Hollywood, Studios Warner Bros, décembre
1965
La Fox avait investi deux millions de dollars.
Cukor confia à une chroniqueuse : « La pauvre chérie est devenue
complètement folle. Ce qui est triste, c’est que le peu qu’elle a
fait n’est pas bon... D’après moi, elle est finie. » Mais il eut
une idée pour sortir de l’impasse : faire un film sur l’échouage du
tournage. Un film sur les coulisses d’un film. Marilyn, avec ses
demandes abusives et ses manipulations éhontées, incarnerait
l’actrice dérangée. Une comédie tragique, une histoire d’Hollywood,
avec des producteurs dépassés, des psychanalystes intrusifs et un
omniprésent vampire femelle guidant le jeu de la star cassée. Le
dénouement serait très dramatique : la mort et la folie que Marilyn
avait craintes – ou feintes – la rejoindraient à la dernière
bobine.
Cukor ne fit pas ce film sur et avec elle, mais
deux ans après la mort de Marilyn, il se tourna à nouveau vers des
portraits de femmes, comme la danseuse Isadora Duncan ou l’actrice
de muet Tallulah Blankhead.

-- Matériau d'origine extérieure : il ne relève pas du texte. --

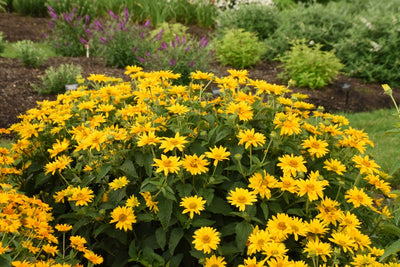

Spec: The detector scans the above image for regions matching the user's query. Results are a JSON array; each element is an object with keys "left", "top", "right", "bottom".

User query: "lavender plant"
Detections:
[
  {"left": 144, "top": 30, "right": 213, "bottom": 84},
  {"left": 92, "top": 8, "right": 155, "bottom": 68},
  {"left": 48, "top": 6, "right": 92, "bottom": 57}
]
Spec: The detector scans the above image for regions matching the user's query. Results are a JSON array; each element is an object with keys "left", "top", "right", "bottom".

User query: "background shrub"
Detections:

Repensant aux semaines douloureuses de
Quelque chose doit craquer, il voulait
faire le portrait d’une actrice en femme brisée, après le
Sunset Boulevard de Billy Wilder et
All About Eve de Mankiewicz. Comme lui,
les deux cinéastes avaient fait tourner Marilyn, et ce serait une
belle idée et une bonne revanche sur ces rivaux détestés que de
faire en couleurs un film sombre sur les derniers jours de la star.
Ce pourrait être le dernier et le plus beau film de George Cukor.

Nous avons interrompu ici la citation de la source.